## Best guess BG

The "Best guess" method relies on working out a probability of each candidate occurring in each cell. We start by working out the possible permutations for the cell's intersecting row and column. From the permutations we calculate how many times each candidate can occur in the cell. The ratio of these occurrences and the total candidate occurrences for the cell is the probability for the candidate. Please see Figure 5.

Figure 5. A Best guess example: the program has suggested that candidate 7 is the best guess for a cell and hence that candidates 3,4,5,6 can be removed [click for larger image].
```
In Figure 1 permutations for the column are:

[8, 5, 7],
[9, 4, 7],
[9, 5, 6]

Only these permutations sum to a total of 20.

For the row they are:

[5, 1, 6, 3],
[5, 6, 1, 3],
[7, 1, 3, 4],
[7, 1, 4, 3],
[7, 3, 1, 4],
[7, 4, 1, 3]

(Take the program's word for it!)
```

For the column counts we are here interested in the third elements - i.e. 7,7,6, and for the row the first elements - i.e. 5,5,7,7,7,7.

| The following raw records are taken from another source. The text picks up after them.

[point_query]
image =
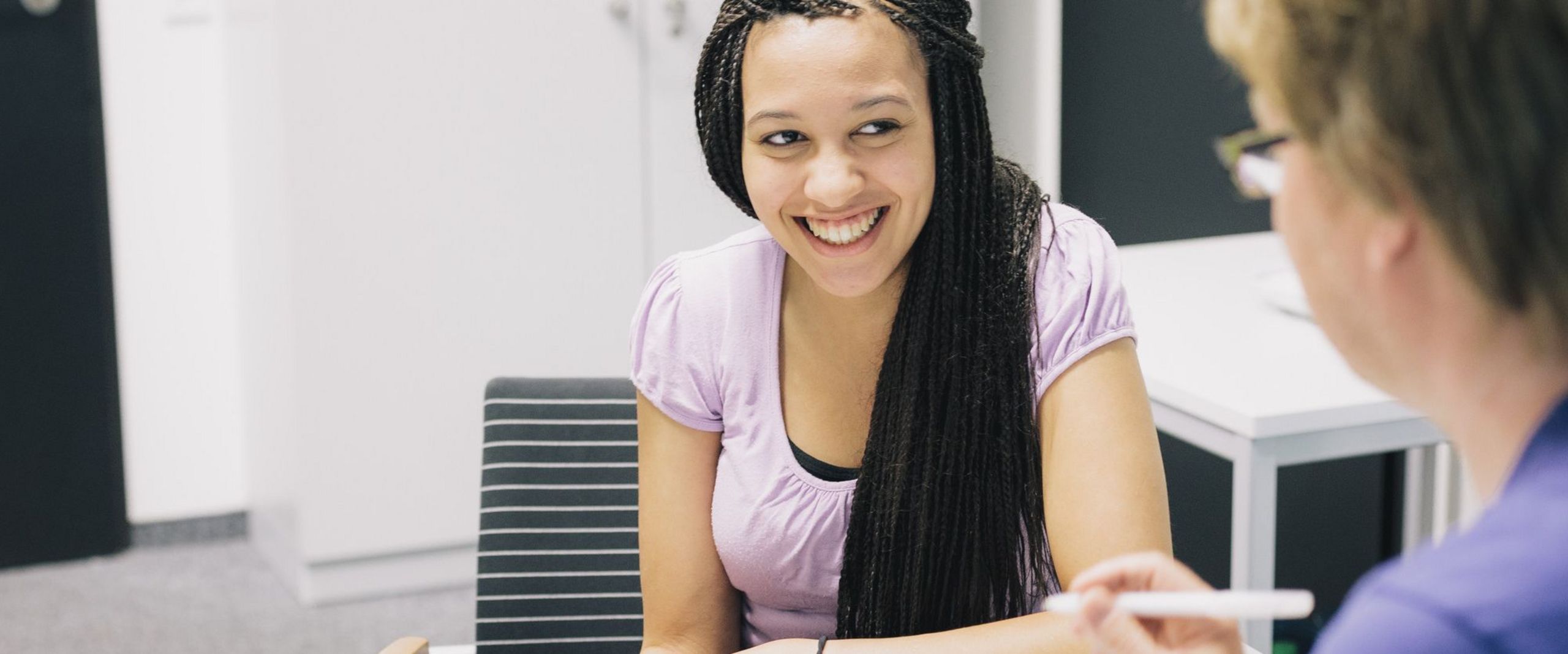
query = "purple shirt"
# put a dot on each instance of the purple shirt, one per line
(704, 350)
(1498, 587)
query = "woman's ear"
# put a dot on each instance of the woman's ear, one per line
(1395, 232)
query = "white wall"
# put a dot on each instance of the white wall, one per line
(1023, 83)
(173, 248)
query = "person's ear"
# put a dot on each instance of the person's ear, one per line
(1395, 234)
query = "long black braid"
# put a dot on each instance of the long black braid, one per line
(948, 526)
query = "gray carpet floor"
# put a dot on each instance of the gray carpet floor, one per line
(205, 598)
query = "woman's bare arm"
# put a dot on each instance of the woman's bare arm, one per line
(689, 606)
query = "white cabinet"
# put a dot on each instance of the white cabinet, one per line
(430, 195)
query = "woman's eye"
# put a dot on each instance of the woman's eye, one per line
(878, 127)
(783, 139)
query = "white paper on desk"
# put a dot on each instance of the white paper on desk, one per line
(1281, 289)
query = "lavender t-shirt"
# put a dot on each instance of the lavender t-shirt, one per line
(704, 350)
(1498, 587)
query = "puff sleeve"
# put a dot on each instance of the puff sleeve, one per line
(1079, 302)
(673, 352)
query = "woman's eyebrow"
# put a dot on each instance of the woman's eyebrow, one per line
(861, 105)
(871, 102)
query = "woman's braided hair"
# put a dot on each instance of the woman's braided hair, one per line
(948, 526)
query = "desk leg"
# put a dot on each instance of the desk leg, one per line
(1253, 509)
(1418, 496)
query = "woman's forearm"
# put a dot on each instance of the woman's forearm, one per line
(1029, 634)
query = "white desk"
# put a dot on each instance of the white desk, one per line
(1239, 378)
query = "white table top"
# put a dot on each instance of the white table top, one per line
(1213, 347)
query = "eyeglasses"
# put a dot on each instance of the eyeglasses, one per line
(1253, 169)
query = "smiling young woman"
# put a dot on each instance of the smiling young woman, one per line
(863, 417)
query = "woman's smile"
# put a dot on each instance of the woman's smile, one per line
(844, 234)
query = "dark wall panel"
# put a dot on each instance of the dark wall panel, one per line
(1142, 101)
(63, 493)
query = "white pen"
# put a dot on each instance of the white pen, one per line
(1236, 604)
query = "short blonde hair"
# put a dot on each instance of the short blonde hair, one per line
(1462, 104)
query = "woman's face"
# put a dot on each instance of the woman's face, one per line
(1333, 237)
(838, 150)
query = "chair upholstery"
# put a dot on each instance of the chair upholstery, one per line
(557, 560)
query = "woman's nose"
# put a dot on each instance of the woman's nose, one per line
(835, 181)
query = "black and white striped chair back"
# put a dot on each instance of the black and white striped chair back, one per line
(559, 518)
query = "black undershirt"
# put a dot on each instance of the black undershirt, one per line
(822, 470)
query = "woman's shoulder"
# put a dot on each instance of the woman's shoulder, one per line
(1067, 231)
(737, 261)
(1079, 302)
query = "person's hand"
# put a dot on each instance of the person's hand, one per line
(1115, 631)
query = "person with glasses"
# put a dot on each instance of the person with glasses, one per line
(1416, 159)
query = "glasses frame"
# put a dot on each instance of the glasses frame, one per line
(1250, 142)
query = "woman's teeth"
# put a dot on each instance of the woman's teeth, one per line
(846, 231)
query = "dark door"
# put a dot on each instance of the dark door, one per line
(62, 481)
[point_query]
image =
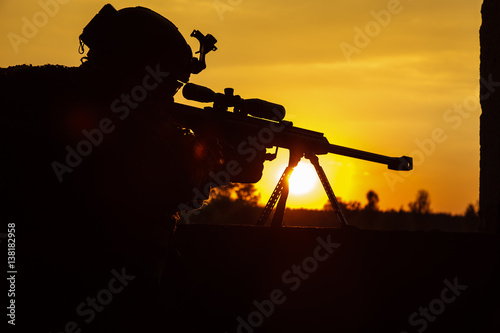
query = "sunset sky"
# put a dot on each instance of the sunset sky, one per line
(390, 77)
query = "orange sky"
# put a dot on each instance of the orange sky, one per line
(391, 77)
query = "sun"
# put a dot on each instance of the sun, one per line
(303, 179)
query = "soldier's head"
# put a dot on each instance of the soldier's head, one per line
(129, 40)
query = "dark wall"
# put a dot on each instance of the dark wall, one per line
(489, 195)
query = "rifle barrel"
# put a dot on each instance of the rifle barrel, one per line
(403, 163)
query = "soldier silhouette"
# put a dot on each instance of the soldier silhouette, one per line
(95, 172)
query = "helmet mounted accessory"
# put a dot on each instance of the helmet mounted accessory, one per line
(129, 39)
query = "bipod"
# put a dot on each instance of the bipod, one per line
(282, 188)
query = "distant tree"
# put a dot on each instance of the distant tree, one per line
(246, 193)
(422, 204)
(472, 213)
(373, 200)
(354, 205)
(351, 205)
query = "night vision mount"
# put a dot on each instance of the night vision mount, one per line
(207, 44)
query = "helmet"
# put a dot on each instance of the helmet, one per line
(132, 38)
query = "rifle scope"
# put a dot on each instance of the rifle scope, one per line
(254, 106)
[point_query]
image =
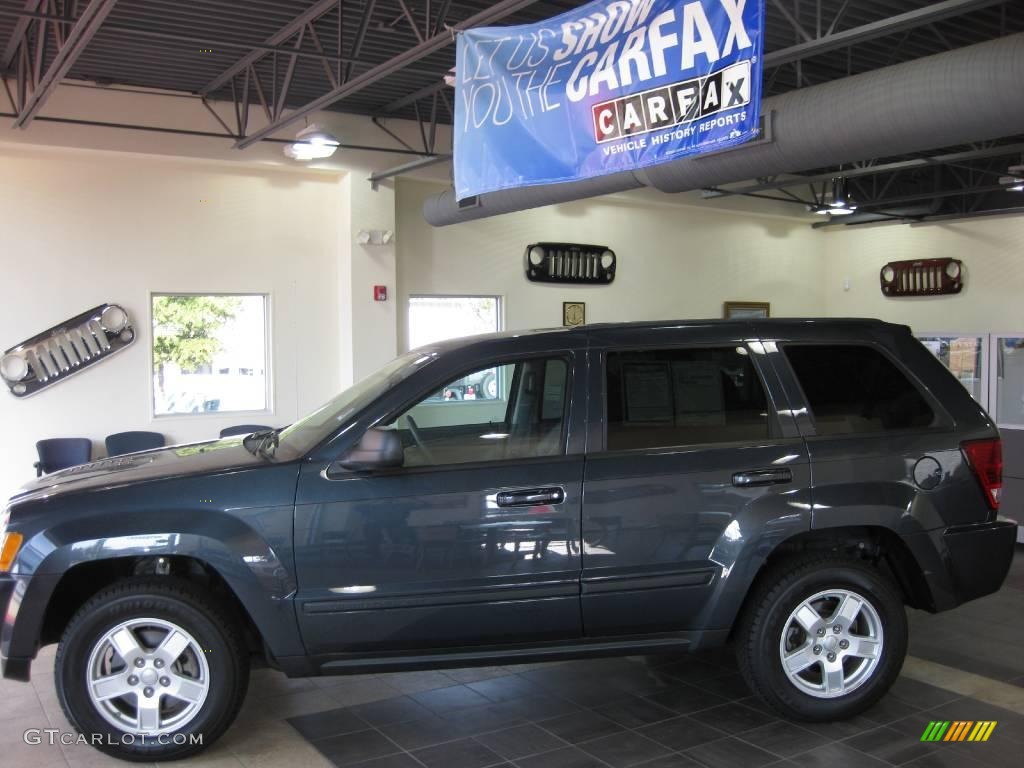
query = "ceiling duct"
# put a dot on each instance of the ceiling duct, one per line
(969, 94)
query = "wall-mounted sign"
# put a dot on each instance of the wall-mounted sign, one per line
(610, 86)
(743, 309)
(573, 313)
(66, 349)
(922, 278)
(570, 262)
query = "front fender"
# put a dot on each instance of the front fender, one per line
(249, 547)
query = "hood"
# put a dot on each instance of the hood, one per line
(174, 461)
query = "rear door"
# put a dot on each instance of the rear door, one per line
(692, 475)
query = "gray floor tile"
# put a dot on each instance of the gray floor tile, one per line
(465, 753)
(355, 748)
(681, 733)
(445, 699)
(581, 726)
(330, 723)
(624, 750)
(388, 711)
(567, 758)
(521, 741)
(686, 698)
(837, 755)
(634, 712)
(784, 739)
(733, 718)
(729, 753)
(890, 744)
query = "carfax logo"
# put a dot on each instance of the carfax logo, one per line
(958, 730)
(681, 102)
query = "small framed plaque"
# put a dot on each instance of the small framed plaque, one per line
(741, 309)
(573, 313)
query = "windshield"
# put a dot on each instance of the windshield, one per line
(306, 433)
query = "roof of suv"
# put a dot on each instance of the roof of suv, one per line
(777, 326)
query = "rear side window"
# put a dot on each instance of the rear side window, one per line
(663, 397)
(855, 389)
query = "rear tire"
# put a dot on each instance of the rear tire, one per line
(152, 670)
(822, 637)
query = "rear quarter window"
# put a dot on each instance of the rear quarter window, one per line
(856, 389)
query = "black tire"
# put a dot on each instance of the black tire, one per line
(180, 603)
(776, 595)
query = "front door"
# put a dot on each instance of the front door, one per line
(473, 541)
(697, 475)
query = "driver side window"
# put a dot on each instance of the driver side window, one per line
(524, 419)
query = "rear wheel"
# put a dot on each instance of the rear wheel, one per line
(822, 638)
(151, 670)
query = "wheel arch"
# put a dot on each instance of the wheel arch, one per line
(876, 544)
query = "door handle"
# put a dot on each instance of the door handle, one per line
(530, 497)
(762, 477)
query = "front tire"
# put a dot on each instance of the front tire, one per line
(151, 670)
(822, 638)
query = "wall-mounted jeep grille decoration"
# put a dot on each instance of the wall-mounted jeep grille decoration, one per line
(65, 349)
(569, 262)
(922, 278)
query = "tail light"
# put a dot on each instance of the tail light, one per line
(985, 460)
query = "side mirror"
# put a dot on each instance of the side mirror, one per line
(378, 449)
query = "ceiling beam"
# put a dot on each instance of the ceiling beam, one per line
(282, 35)
(412, 165)
(17, 35)
(902, 165)
(891, 26)
(494, 13)
(415, 96)
(77, 39)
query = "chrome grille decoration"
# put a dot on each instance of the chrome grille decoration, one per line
(66, 349)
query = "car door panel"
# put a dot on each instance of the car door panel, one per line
(443, 556)
(666, 528)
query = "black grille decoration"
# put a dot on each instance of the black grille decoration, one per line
(67, 348)
(922, 278)
(570, 262)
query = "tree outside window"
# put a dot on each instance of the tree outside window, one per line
(209, 353)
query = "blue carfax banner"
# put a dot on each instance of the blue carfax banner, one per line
(612, 85)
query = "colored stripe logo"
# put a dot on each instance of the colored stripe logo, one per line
(958, 730)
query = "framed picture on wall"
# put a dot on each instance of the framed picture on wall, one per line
(573, 313)
(740, 309)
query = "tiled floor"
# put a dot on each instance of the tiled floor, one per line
(658, 712)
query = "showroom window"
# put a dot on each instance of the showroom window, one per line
(209, 353)
(1008, 395)
(433, 318)
(856, 389)
(966, 355)
(524, 421)
(663, 397)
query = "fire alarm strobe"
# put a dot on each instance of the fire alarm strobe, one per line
(922, 278)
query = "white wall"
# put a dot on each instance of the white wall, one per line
(992, 251)
(675, 260)
(78, 228)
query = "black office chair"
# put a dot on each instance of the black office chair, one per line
(130, 442)
(243, 429)
(60, 453)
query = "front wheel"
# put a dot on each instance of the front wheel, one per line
(822, 638)
(151, 670)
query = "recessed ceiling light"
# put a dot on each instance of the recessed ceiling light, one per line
(312, 143)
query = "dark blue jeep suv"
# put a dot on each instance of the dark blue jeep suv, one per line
(790, 485)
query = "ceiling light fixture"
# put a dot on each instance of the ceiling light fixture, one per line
(312, 143)
(1015, 181)
(840, 203)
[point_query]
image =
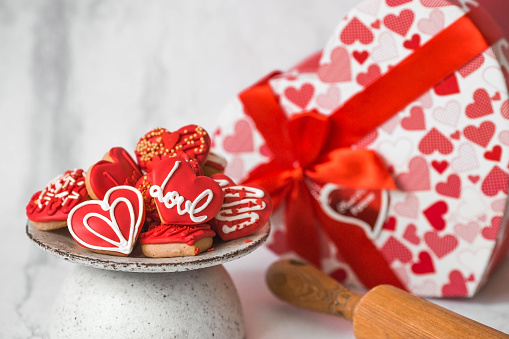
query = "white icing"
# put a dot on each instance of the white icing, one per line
(242, 207)
(57, 188)
(124, 245)
(175, 199)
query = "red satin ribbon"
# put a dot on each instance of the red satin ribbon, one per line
(308, 154)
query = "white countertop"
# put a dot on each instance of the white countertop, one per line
(31, 288)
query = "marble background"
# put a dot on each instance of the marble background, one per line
(80, 77)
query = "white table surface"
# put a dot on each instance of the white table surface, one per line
(268, 317)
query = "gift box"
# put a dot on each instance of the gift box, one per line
(386, 153)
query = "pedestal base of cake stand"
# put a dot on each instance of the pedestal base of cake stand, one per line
(97, 303)
(110, 296)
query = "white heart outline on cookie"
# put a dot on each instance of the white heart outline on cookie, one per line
(124, 246)
(372, 233)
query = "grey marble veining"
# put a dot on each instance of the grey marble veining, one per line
(79, 77)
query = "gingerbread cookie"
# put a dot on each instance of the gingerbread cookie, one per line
(246, 208)
(48, 209)
(176, 240)
(160, 143)
(182, 197)
(116, 168)
(111, 225)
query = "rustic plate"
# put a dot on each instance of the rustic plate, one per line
(61, 244)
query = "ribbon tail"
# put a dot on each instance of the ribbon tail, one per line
(302, 230)
(358, 251)
(353, 168)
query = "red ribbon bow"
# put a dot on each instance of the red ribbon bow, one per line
(311, 149)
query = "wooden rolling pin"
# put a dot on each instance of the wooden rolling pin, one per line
(383, 312)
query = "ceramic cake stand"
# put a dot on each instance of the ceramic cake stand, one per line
(140, 297)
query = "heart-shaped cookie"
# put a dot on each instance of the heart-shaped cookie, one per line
(111, 225)
(181, 196)
(116, 168)
(160, 143)
(246, 209)
(48, 209)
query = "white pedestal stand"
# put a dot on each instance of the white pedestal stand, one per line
(139, 297)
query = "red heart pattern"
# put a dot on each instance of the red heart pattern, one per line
(435, 214)
(111, 225)
(393, 250)
(472, 66)
(241, 141)
(494, 154)
(411, 234)
(360, 56)
(424, 265)
(491, 232)
(400, 23)
(339, 69)
(450, 188)
(415, 122)
(413, 43)
(495, 182)
(440, 166)
(440, 245)
(436, 3)
(456, 287)
(435, 141)
(417, 178)
(365, 79)
(395, 3)
(354, 31)
(481, 135)
(481, 105)
(448, 86)
(452, 135)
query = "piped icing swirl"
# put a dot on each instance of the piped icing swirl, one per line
(165, 233)
(58, 198)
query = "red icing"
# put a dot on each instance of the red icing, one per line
(176, 190)
(143, 185)
(159, 144)
(122, 207)
(58, 198)
(165, 234)
(116, 168)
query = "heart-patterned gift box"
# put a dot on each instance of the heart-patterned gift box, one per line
(386, 154)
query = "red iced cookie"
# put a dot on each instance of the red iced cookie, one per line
(181, 196)
(111, 225)
(160, 143)
(48, 209)
(143, 185)
(116, 168)
(246, 209)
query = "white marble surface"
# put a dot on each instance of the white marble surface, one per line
(79, 77)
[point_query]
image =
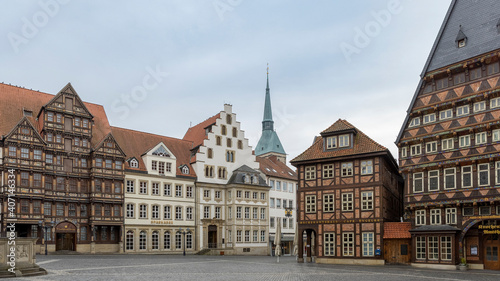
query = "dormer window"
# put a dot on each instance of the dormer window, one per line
(344, 141)
(331, 142)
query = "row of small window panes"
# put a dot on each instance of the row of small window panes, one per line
(460, 111)
(285, 222)
(83, 142)
(347, 202)
(239, 210)
(156, 212)
(348, 244)
(247, 194)
(459, 78)
(71, 210)
(78, 122)
(155, 240)
(346, 170)
(480, 138)
(281, 186)
(450, 214)
(437, 248)
(155, 189)
(229, 143)
(449, 178)
(343, 141)
(278, 203)
(239, 236)
(161, 167)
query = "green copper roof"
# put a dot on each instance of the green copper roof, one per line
(269, 141)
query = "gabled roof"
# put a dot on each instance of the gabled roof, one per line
(196, 134)
(397, 230)
(478, 20)
(362, 144)
(13, 100)
(271, 167)
(135, 144)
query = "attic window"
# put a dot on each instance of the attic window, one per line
(28, 113)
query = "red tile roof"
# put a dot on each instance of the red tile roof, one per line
(13, 100)
(135, 144)
(274, 168)
(196, 134)
(362, 144)
(397, 230)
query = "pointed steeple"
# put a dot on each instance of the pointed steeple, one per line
(269, 143)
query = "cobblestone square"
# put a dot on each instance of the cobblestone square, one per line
(173, 267)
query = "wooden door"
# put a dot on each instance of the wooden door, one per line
(492, 252)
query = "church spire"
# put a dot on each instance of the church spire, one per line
(267, 122)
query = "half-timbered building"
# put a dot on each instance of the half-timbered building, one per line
(68, 170)
(349, 185)
(449, 144)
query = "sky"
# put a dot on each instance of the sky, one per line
(160, 66)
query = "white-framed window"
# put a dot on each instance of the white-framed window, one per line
(331, 142)
(446, 248)
(433, 180)
(462, 110)
(483, 173)
(420, 243)
(367, 167)
(451, 215)
(328, 203)
(367, 200)
(447, 144)
(433, 250)
(348, 244)
(420, 217)
(479, 106)
(429, 118)
(416, 149)
(347, 169)
(464, 141)
(347, 202)
(466, 176)
(418, 182)
(310, 173)
(494, 103)
(481, 138)
(449, 178)
(344, 141)
(435, 217)
(368, 244)
(431, 147)
(446, 114)
(311, 204)
(415, 122)
(329, 244)
(167, 212)
(328, 171)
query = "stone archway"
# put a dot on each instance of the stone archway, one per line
(65, 236)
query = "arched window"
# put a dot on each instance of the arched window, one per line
(129, 240)
(166, 240)
(143, 240)
(189, 240)
(155, 240)
(178, 240)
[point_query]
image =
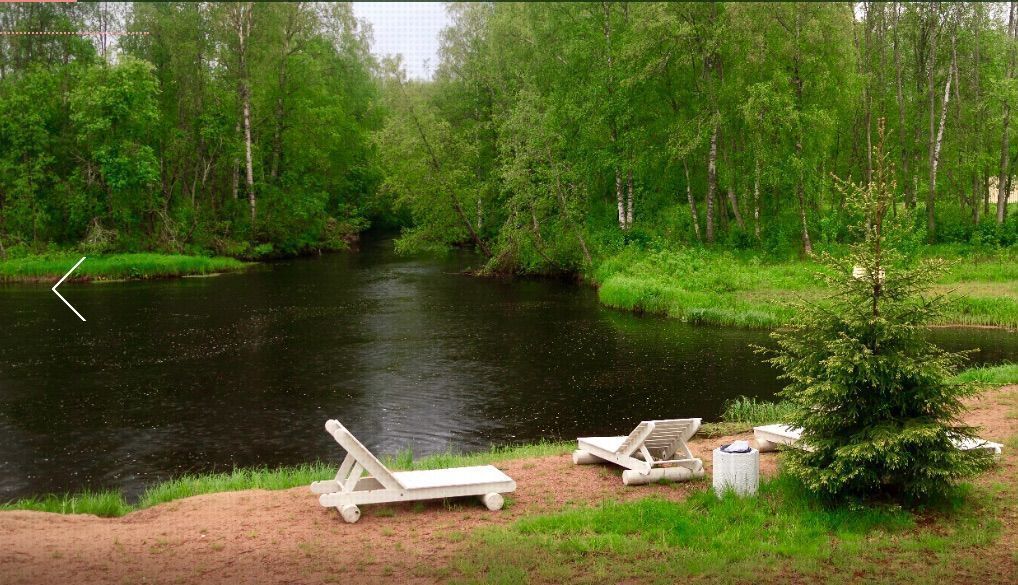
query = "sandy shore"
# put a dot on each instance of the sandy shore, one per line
(262, 537)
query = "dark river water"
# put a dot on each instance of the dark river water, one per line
(207, 373)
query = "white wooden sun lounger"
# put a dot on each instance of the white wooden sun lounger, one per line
(771, 435)
(351, 486)
(655, 450)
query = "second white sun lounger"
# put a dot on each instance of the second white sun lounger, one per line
(771, 435)
(363, 479)
(655, 450)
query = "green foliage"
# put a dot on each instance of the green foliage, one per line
(874, 398)
(114, 267)
(990, 374)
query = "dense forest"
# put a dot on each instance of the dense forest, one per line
(240, 128)
(551, 135)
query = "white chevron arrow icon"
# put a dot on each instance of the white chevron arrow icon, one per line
(60, 282)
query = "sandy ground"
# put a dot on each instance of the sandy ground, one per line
(262, 537)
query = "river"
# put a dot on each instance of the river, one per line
(206, 373)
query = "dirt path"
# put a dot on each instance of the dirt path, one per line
(263, 537)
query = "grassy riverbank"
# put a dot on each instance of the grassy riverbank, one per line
(114, 267)
(781, 535)
(739, 415)
(748, 290)
(113, 504)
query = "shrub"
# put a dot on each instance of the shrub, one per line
(874, 398)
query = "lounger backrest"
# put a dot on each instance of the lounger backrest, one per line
(670, 436)
(662, 437)
(359, 453)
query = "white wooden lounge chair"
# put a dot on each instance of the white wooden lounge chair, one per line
(655, 450)
(351, 486)
(771, 435)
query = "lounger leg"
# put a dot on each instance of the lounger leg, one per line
(493, 501)
(350, 513)
(584, 458)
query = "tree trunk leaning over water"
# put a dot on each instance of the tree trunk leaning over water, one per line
(242, 22)
(756, 198)
(930, 219)
(629, 200)
(692, 202)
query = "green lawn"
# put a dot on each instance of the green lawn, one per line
(113, 504)
(746, 290)
(114, 267)
(781, 535)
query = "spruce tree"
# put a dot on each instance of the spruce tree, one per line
(875, 401)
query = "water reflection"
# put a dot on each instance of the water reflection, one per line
(199, 374)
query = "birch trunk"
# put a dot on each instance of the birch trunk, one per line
(807, 245)
(236, 170)
(734, 200)
(712, 182)
(909, 193)
(1002, 194)
(930, 220)
(692, 202)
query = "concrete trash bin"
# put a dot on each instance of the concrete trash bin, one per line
(736, 467)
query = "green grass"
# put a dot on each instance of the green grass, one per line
(113, 504)
(726, 288)
(115, 267)
(780, 533)
(991, 374)
(755, 412)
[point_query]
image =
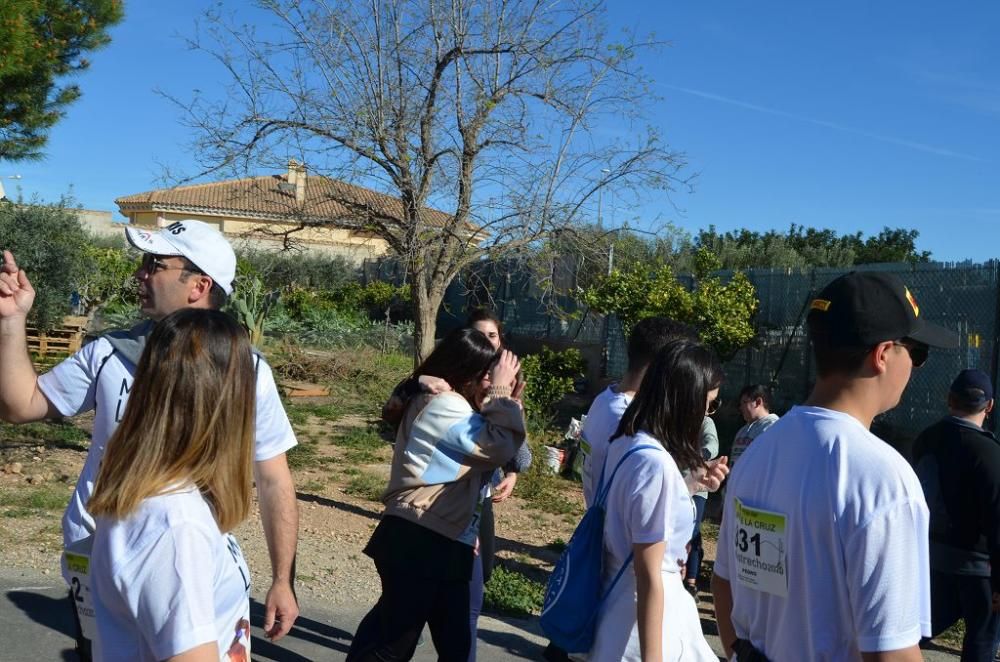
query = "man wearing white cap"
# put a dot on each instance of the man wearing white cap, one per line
(187, 264)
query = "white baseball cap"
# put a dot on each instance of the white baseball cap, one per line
(199, 242)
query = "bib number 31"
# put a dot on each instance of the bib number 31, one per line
(760, 540)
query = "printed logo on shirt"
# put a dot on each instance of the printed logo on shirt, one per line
(239, 649)
(237, 554)
(760, 549)
(123, 392)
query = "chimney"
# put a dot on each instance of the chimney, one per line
(297, 177)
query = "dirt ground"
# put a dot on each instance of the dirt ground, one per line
(36, 480)
(333, 529)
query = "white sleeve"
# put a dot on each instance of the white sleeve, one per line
(888, 577)
(71, 386)
(647, 501)
(170, 590)
(724, 544)
(273, 434)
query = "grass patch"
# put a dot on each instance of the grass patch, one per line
(954, 635)
(28, 501)
(61, 434)
(362, 446)
(558, 546)
(366, 485)
(510, 593)
(312, 486)
(547, 492)
(299, 413)
(360, 378)
(301, 456)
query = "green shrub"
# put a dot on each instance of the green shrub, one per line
(308, 270)
(366, 485)
(108, 279)
(550, 375)
(48, 242)
(511, 593)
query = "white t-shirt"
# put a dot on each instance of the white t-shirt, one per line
(747, 434)
(602, 420)
(99, 378)
(856, 541)
(649, 502)
(165, 580)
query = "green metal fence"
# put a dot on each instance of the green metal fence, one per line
(961, 297)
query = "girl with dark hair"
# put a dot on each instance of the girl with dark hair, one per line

It is important to realise that for a candidate to be the solution for a cell it must occur in that cell in the row permutations and the column permutations: if it does not appear in the row permutations it cannot be the solution for the cell, likewise the column permutations. This fact arises naturally from the way in which we use the candidate counts found from the permutations: we multiply the row and column counts for each candidate.

```
candidates      1  2  3  4  5  6  7  8  9
counts across  [0, 0, 0, 0, 2, 0, 4, 0, 0]
counts down    [0, 0, 0, 0, 0, 1, 2, 0, 0]
count products [0, 0, 0, 0, 0, 0, 8, 0, 0]
total           8
highest probability = 8/8 (1.0) for candidate 7.

```

The Best guess hint method is only applied in two cases: A) if the user clicks on the "BG" button in the Toolbar; B) if the user clicks on the "?" button in the Toolbar and no other hint can be found - it is a last resort! And rightly too, because even though it finds the most probable result for the whole of the remaining grid it can still be wrong. In a brief analysis, probabilities as high as 75% were found to be wrong. A little reflection on the assumptions behind the probability calculation will reveal why this is so. The probabilities do not only depend on the intersecting row and column - they also depend on all the other intersections, or, more obviously, on all the other cells - the intersections used in the calculation being a crude approximation to their influence! Given this, it could be argued that the method should not be included. If you feel this way, don't use it. None of the built-in puzzles require it, but for some of the ones from the Guardian a single "Best guess" has got me through an impasse and allowed me to complete the puzzle. And, as seen in the above example, we can get probabilities of 100% and, given the nature of the calculation, all such cases are correct.